Three years ago it was lots of legaleze and small print.
Then son Brian put work in on Bargaining Trends and Bargaining Over Money in Difficult Times over 2010, fleshing out ideas about language, what words and phrases to go into a contract, what words and phrases must come out… from a district point of view.
He was less circumspect in his own language: On sacking “poor teachers,” for instance, “arbitrators are notoriously far less likely to uphold teacher dismissals… Nearly every arbitrator comes from a labor background, none have ever been in a position to have to deal with employee misconduct. The decisions of arbitrators cannot be appealed, no matter how ridiculous they are.”
The advice: “Districts should not, under any circumstances, agree to add back just cause for teacher dismissals.”
This year at the winter conference in the Salishan resort hotel at the end of January it was a powerpoint: New Challenges: Managing Labor, Employee, and Community Relations.
“Communities do not back increased salaries and insurance costs – and employees know it,” Ms Hungerford told her audience of school administrators. New Challenges was about the tactics for introducing the legal assaults mapped out in the previous couple of years.
Not only did they have the legal battlegrounds surveyed, they now had the plan of campaign, the logistics.
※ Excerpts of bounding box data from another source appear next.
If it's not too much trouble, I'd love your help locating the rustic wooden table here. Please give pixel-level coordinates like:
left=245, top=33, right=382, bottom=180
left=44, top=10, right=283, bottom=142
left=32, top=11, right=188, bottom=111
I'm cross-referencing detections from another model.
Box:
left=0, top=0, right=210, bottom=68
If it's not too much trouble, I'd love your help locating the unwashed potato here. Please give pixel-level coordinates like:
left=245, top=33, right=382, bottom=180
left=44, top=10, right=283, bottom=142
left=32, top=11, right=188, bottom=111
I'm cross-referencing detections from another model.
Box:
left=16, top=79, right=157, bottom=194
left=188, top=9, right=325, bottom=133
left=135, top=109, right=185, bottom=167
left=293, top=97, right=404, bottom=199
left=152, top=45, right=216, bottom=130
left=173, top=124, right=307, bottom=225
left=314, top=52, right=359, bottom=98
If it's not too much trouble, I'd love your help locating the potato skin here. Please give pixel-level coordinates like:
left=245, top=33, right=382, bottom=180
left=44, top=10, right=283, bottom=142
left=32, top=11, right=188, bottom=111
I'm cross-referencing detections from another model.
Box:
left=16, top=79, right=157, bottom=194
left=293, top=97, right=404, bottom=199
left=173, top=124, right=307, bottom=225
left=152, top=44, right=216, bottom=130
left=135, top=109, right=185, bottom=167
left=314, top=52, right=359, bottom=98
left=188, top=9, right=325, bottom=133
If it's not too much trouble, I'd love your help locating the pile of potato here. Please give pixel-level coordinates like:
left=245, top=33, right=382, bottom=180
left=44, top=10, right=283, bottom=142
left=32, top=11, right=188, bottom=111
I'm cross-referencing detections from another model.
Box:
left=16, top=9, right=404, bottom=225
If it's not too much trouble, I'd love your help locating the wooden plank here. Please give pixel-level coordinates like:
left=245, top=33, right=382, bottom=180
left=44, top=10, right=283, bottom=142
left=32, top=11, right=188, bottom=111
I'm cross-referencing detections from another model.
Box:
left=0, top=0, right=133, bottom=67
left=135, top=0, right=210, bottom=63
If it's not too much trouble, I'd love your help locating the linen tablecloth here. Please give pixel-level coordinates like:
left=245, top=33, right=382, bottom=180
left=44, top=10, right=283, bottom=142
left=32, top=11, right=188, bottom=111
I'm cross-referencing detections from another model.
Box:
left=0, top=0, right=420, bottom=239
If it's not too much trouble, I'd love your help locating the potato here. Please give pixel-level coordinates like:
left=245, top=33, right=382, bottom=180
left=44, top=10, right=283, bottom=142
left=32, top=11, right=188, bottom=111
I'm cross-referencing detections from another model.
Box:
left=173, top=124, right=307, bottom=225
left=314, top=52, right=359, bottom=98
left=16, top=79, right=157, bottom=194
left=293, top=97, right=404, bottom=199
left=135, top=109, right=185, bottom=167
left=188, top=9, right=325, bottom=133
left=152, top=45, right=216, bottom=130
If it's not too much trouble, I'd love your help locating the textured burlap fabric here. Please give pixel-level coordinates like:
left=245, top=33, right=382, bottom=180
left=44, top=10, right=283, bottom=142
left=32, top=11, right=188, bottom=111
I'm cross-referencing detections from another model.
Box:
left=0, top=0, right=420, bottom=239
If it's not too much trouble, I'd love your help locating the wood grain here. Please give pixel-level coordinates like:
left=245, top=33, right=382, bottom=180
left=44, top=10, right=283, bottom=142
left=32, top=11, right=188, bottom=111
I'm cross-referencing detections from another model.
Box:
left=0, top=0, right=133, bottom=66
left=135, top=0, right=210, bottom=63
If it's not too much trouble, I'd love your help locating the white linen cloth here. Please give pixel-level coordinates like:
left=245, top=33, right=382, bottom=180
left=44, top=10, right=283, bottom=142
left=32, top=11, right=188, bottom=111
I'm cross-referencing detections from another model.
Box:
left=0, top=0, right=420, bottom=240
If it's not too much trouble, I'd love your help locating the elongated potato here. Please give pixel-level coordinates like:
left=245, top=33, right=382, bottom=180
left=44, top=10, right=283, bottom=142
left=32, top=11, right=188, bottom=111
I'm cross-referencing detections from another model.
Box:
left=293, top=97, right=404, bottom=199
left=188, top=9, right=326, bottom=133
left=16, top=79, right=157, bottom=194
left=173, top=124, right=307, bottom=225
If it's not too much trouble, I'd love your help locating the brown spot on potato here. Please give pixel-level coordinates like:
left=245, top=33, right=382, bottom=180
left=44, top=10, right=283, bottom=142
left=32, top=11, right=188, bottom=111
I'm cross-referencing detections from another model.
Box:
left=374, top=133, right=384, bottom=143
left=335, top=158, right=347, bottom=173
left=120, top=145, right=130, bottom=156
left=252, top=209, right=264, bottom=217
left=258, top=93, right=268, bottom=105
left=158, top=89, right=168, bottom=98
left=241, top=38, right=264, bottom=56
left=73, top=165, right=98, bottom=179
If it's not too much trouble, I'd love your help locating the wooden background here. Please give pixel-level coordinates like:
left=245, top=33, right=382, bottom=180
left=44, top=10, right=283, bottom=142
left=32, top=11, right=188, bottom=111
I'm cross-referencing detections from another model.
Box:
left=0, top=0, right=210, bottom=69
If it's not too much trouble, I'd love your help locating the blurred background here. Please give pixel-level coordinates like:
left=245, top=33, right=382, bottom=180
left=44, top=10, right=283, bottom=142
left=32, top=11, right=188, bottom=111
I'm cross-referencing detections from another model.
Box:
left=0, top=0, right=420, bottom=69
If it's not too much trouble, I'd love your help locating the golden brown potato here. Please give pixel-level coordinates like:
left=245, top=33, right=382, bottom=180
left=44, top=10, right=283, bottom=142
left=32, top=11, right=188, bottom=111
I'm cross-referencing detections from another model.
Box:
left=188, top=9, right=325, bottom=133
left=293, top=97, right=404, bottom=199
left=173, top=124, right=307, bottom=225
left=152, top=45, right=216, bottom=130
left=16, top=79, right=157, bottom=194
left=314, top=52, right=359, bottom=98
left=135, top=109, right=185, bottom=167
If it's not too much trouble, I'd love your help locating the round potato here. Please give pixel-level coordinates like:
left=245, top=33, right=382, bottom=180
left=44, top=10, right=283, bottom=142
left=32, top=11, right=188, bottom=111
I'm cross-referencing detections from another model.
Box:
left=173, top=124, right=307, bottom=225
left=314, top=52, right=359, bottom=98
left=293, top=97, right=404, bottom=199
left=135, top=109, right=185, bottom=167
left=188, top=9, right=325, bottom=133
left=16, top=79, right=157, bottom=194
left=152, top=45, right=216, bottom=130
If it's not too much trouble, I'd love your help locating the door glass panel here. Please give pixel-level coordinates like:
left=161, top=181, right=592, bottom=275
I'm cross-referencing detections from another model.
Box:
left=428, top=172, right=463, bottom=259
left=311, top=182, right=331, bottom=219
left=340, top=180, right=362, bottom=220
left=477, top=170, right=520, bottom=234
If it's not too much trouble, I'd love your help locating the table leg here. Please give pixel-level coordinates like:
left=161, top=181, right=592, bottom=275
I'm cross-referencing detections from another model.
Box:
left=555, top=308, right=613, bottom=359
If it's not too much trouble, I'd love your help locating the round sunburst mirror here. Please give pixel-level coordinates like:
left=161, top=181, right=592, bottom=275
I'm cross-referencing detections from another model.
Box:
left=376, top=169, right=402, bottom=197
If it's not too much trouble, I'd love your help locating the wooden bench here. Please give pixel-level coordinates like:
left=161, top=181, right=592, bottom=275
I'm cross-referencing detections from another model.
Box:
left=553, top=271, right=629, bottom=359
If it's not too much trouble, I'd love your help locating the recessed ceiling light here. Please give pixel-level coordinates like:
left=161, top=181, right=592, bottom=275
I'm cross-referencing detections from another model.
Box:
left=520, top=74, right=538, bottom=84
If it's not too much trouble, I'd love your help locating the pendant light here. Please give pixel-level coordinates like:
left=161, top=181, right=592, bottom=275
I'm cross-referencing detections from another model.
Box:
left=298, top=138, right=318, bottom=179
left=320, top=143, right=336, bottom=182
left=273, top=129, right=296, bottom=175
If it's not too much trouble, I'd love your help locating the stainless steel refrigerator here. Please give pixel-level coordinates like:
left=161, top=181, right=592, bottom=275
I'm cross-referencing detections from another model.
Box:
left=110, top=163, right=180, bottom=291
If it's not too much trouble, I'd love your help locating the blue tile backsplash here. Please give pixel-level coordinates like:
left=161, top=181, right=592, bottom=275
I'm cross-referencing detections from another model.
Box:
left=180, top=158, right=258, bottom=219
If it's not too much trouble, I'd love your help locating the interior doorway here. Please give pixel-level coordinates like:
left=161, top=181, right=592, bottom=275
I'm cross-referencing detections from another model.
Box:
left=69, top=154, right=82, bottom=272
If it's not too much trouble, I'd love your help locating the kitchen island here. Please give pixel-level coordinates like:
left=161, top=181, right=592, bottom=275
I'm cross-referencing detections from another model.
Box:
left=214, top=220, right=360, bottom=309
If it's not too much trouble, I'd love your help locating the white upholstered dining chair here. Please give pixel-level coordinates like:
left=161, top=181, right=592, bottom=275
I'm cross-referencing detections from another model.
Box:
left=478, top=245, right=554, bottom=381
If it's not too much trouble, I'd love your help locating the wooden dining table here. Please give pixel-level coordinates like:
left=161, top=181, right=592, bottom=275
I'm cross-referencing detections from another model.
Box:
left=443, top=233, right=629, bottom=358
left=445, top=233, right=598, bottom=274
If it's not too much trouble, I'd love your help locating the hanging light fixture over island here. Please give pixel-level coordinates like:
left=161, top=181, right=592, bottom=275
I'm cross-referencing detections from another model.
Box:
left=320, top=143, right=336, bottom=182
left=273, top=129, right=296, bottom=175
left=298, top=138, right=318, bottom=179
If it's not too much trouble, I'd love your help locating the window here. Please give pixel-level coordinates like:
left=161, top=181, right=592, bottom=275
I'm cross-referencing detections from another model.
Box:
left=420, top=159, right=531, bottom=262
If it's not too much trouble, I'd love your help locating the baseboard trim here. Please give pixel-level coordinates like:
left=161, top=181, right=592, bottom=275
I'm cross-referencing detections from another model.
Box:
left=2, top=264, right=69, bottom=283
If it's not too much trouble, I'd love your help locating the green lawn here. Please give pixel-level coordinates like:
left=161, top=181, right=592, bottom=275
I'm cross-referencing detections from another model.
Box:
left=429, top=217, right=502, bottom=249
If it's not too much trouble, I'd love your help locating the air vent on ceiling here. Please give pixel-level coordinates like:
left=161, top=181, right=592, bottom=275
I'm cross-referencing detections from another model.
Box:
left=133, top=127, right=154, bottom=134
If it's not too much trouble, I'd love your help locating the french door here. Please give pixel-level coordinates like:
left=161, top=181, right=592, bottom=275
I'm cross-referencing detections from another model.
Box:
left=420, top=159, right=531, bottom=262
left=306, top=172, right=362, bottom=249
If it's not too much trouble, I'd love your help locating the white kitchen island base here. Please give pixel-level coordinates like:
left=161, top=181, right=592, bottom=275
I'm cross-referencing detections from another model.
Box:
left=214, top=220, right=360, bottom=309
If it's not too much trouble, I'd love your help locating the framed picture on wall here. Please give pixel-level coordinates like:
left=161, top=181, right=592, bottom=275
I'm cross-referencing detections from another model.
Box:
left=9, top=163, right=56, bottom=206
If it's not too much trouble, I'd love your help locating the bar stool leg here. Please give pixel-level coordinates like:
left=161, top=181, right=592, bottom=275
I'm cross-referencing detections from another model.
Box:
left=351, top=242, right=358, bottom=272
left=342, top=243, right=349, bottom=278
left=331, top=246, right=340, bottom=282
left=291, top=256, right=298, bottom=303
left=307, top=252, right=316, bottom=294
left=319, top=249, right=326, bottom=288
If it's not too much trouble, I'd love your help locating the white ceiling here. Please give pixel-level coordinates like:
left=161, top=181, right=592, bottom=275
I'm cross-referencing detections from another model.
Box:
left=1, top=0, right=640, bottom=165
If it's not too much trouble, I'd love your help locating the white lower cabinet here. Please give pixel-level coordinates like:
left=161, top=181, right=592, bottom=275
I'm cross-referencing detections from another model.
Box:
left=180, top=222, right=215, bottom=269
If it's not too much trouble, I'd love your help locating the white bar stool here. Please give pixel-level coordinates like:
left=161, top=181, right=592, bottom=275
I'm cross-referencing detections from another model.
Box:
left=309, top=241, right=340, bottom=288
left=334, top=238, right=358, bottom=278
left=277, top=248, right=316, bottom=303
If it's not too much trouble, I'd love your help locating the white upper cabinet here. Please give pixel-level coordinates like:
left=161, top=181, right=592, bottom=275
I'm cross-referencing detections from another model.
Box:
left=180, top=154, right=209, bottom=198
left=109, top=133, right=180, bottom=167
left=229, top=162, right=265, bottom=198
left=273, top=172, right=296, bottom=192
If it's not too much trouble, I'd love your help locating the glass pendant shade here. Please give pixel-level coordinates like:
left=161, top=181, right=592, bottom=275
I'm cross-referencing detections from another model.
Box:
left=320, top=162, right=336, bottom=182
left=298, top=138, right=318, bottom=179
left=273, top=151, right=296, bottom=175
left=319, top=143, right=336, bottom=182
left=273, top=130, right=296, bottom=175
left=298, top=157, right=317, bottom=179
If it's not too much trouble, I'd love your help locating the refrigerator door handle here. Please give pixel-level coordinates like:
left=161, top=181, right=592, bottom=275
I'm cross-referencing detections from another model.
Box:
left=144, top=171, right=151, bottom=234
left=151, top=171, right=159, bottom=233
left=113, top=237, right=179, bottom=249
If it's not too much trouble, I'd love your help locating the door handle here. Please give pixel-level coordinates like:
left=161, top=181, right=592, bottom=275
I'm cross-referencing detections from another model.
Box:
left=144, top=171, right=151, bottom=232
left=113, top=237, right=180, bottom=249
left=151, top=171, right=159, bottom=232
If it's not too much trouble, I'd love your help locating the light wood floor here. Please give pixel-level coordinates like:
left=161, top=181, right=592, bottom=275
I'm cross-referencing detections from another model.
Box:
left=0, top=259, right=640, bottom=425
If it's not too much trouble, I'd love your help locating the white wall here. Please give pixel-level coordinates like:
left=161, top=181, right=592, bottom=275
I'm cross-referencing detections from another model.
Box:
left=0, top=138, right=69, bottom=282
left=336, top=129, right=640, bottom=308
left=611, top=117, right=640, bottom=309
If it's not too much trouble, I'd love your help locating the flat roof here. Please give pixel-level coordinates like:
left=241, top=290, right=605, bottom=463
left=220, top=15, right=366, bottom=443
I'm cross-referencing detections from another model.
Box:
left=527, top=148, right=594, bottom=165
What to do about a divided board, the chronic emailing parent, excessive public records requests, offensive threatening communications.
The Does and the Don’ts: Do avoid or eliminate any language that limits teacher evaluations. Don’t allow “just cause” as an appeal route for a dismissed teacher. Avoid limitations on measures of teacher effectiveness.
Can a position ever be filled with a new hire if employee on layoff not a “good fit” for opening?
Must added hours be given to classified employees who have lost hours?
When it comes to language, “less is best,” was the order of the day.
That was the playbook. The only problem, the teachers were willing to strike.